CKG, Thanks for the comments and questions. Only Excel is used, no CAD program. I put the rabbet line, sheer line, chine line offsets into the program and it produces bearding line, mid-line, cutting angle, rabbet width etc. for each of the rabbet points on the stem layout. Also plots of all that for visual quality check.
Blue sent me his Handy Billy 18' offsets and I ran the program for him.
I tried to cut and paste a part of the results here, but the table was unreadable, since it was all mashed together. So I added the underlines to try to help.
Angle is the cutting angle and width is the distance between the rabbet and the bearding lines.
Rabbet Line_____Angle___Width___Bearding Line
Sta_____WL_______deg.____in.____Sta______WL

0.375___30______33.75___0.90____1.26____30.18
1.375___24______31.12___0.97____2.32____24.19
2.75____18______29.61___1.01____3.73____18.25
4.5_____12______28.83___1.04____5.47____12.36
7.25____6_______29.60___1.01____8.13____6.50
11.5____0_______27.51___1.08____12.26___0.77
18______-4.375__29.77___1.01____18.43___-3.47
24______-6.375__33.73___0.90____24.25___-5.51
30______-7.875__37.16___0.83____30.16___-7.06
36______-8.75___42.81___0.74____36.08___-8.02
48______-9.375__49.72___0.66____48.03___-8.72
As I told Blue, please check these numbers against traditional methods before cutting the rabbet. There is a little kink in the angle at the chine intersection, due to topside and bottom planks coming in at slightly different angles. Just blend it. Hope all this helps.

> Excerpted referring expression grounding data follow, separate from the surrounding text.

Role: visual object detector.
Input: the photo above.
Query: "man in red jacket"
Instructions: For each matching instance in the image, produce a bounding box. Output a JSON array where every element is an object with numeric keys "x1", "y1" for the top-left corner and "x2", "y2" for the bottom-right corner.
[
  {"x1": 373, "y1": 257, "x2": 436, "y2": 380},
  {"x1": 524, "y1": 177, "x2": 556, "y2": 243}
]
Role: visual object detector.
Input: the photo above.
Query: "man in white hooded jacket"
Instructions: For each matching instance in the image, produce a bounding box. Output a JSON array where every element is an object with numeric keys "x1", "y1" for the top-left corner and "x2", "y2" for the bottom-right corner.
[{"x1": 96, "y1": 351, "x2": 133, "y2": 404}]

[This message has been edited by johnwill (edited 05-23-2001).]
Posted by TomRobb (Member # 1216) on 05-23-2001, 10:29 AM:

John,
I'm reasonably sure that my prejudices are obvious, but even given that, how is one to interpret that table? Am I to understand that you have a protractor ruled in hundredths of a degree and a ruler in hundredths of inches? And even if you do do you think that you could work to such tolerances with hand tools? And we won't belabor the fudge factor at the chine.... And all this without a 5-axis cnc milling machine? I, at best a wood butcher, am truely humbled before your skills http://media5.hypernet.com/~dick/ubb/frown.gif
Posted by Blue (Member # 3292) on 05-23-2001, 11:10 AM:

Thank you all for the input. As you have just seen Johnwill was kind enought to send me the results after running my numbersw throught his program. What he has shown here looks much more confusing than the true Table. I layed these numbers out on the tale and in compairing them to the points that I had previously found, I was amaised. His were right on. I faired them a bit and dug in. I have finished both sides and set the stem up with the frames. I will know alot more when i plank it but in just laying planks over to check the rabbet, it looks great.
I will let you all know how it turns out hopefully Ill know in the next few weeks. Johnwill thank you for the help, and to all the sceptics don't knock it till you try it.
Thanks for the help!
Blue
Posted by johnwill (Member # 3327) on 05-24-2001, 07:10 AM:

Tom, Excel will calculate and print out any number of decimal points you want. But it will not print out fractions. So I thought a tenth of an inch was too crude for Blue to layout the lines for his rabbet and used hundredths. You are right about the angles though, hundredths of a degree is a little overkill, forgive me. I certainly don't have the skills to carve a rabbet or even a turkey to a hundredth of a degree, never claimed to. I am pleased that Blue was able to use the data and wish him well on the rest of the boat.